KUSA - The man accused in the Aurora theater shooting is scheduled to be arraigned and enter a plea on March 12. New documents filed by James Holmes' defense gives insight into what that plea might be.

It will come as no surprise the defense is interested in pursuing an insanity plea, but such a plea comes with baggage. Holmes' lawyers want some of that baggage ruled unconstitutional before they commit to a plea.

9NEWS Legal Analyst Scott Robinson says the defense does make some good points.

If Holmes were to plead not guilty by reason of insanity right now, he would be waiving his 5th Amendment right - the right to remain silent and not to testify.

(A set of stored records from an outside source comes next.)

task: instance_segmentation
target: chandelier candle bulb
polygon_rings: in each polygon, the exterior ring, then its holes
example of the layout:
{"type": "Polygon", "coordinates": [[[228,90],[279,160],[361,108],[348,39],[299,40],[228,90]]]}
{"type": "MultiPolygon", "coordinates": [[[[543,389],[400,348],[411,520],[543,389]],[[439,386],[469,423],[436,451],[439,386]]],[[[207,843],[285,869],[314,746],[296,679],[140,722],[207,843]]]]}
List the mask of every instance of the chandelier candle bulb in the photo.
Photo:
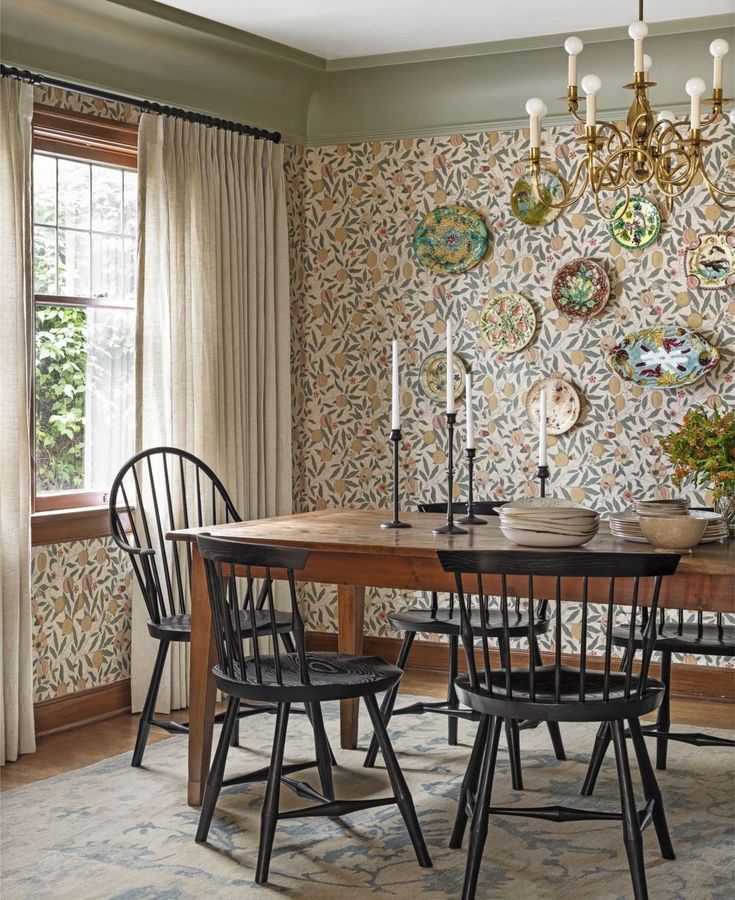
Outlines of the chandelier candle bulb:
{"type": "Polygon", "coordinates": [[[464,377],[465,409],[467,411],[467,449],[475,449],[475,419],[472,411],[472,376],[464,377]]]}
{"type": "Polygon", "coordinates": [[[449,414],[454,414],[454,348],[451,322],[447,322],[447,415],[449,414]]]}
{"type": "Polygon", "coordinates": [[[633,68],[636,72],[643,72],[643,39],[648,37],[648,25],[642,21],[633,22],[628,34],[633,39],[633,68]]]}
{"type": "Polygon", "coordinates": [[[727,56],[730,45],[722,38],[712,41],[709,45],[709,52],[714,57],[715,68],[712,76],[712,88],[715,91],[722,90],[722,60],[727,56]]]}
{"type": "Polygon", "coordinates": [[[541,119],[546,115],[546,104],[540,97],[531,97],[526,103],[526,112],[529,117],[531,149],[538,148],[541,145],[541,119]]]}
{"type": "Polygon", "coordinates": [[[587,96],[587,119],[588,128],[594,128],[597,122],[597,92],[602,87],[602,82],[597,75],[585,75],[582,79],[582,90],[587,96]]]}
{"type": "Polygon", "coordinates": [[[397,431],[401,427],[401,385],[398,377],[398,341],[393,340],[393,405],[390,427],[397,431]]]}
{"type": "Polygon", "coordinates": [[[582,41],[573,35],[564,41],[564,49],[569,54],[569,68],[567,71],[567,84],[569,87],[577,86],[577,57],[584,49],[582,41]]]}
{"type": "Polygon", "coordinates": [[[643,71],[646,73],[646,80],[648,80],[648,73],[651,71],[652,68],[653,68],[653,60],[647,53],[644,53],[643,54],[643,71]]]}
{"type": "Polygon", "coordinates": [[[702,94],[706,90],[707,86],[701,78],[690,78],[686,83],[686,92],[692,100],[689,113],[689,129],[691,131],[699,131],[702,124],[702,94]]]}
{"type": "Polygon", "coordinates": [[[539,397],[539,428],[538,428],[538,464],[547,465],[546,461],[546,391],[541,391],[539,397]]]}

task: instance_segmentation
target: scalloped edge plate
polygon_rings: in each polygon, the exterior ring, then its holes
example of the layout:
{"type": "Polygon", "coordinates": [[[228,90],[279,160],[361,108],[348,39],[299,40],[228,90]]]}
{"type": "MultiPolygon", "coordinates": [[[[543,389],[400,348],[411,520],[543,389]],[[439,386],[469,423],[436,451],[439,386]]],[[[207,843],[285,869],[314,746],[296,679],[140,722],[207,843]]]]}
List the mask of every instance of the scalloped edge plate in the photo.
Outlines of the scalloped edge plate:
{"type": "Polygon", "coordinates": [[[536,310],[533,308],[531,301],[524,297],[523,294],[517,294],[513,291],[504,291],[503,293],[496,294],[494,297],[489,297],[483,304],[482,311],[480,312],[480,334],[488,347],[498,353],[517,353],[519,350],[523,350],[523,348],[527,347],[533,340],[537,326],[536,310]],[[487,315],[492,309],[498,306],[498,304],[508,299],[514,304],[518,304],[521,307],[521,310],[518,312],[515,312],[514,310],[501,310],[503,321],[498,323],[495,328],[492,329],[493,332],[499,332],[499,334],[497,337],[492,337],[487,322],[487,315]],[[508,324],[518,321],[521,317],[527,319],[528,331],[523,332],[520,335],[518,342],[507,340],[503,335],[508,333],[508,324]]]}
{"type": "Polygon", "coordinates": [[[704,235],[697,235],[693,241],[689,241],[686,245],[687,250],[684,256],[684,274],[686,276],[687,287],[693,290],[716,291],[719,288],[730,287],[735,284],[735,231],[710,231],[704,235]],[[706,252],[708,245],[722,245],[713,247],[720,251],[721,259],[725,263],[729,263],[729,268],[725,274],[714,281],[713,279],[704,282],[698,274],[701,270],[695,268],[697,261],[702,252],[706,252]]]}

The defense would also have to turn over all communications between Holmes and people like his psychiatrist, which they do not want to do.

Finally, his lawyers want the judge to explain certain ramifications of an insanity plea. For example, if an insanity plea were entered, Holmes would have to undergo extensive mental evaluations. If Holmes were to not cooperate with doctors, would that be considered invoking the 5th Amendment, something he would have waived by pleading insane?

Robinson says the statutes the defense is challenging are relatively new, and haven't been challenged in this way before.

Robinson says no matter what the judge rules, it will create some sort of precedent.

"Defense lawyers are struggling with our 1999 insanity statute and the present day death penalty statute," Robinson said. "They don't like the way those two statutes interrelate. If Holmes enters a plea of 'not guilty by reason of insanity' and he chooses not to cooperate with the doctors, his lawyers may not be able to put on any evidence at all, even in the death penalty phase about a mental disease or condition."

An insanity defense would be an uphill battle against all the evidence the prosecution already has.

During the preliminary hearing in January, there were hundreds of pieces of evidence which appeared to show quite a bit of premeditation.

Signs of premeditation of any type is not good for an insanity defense.

It's unclear what kind of delay this statute challenge may have on the March 12 arraignment.

Attorneys also say not knowing whether prosecutors will seek the death penalty directly impacts what type of plea to enter at the March 12 arraignment or what type of defense to use.

Holmes is charged with multiple counts of first-degree murder and attempted murder in the July 20 Aurora theater shooting that killed 12 people and wounded 70.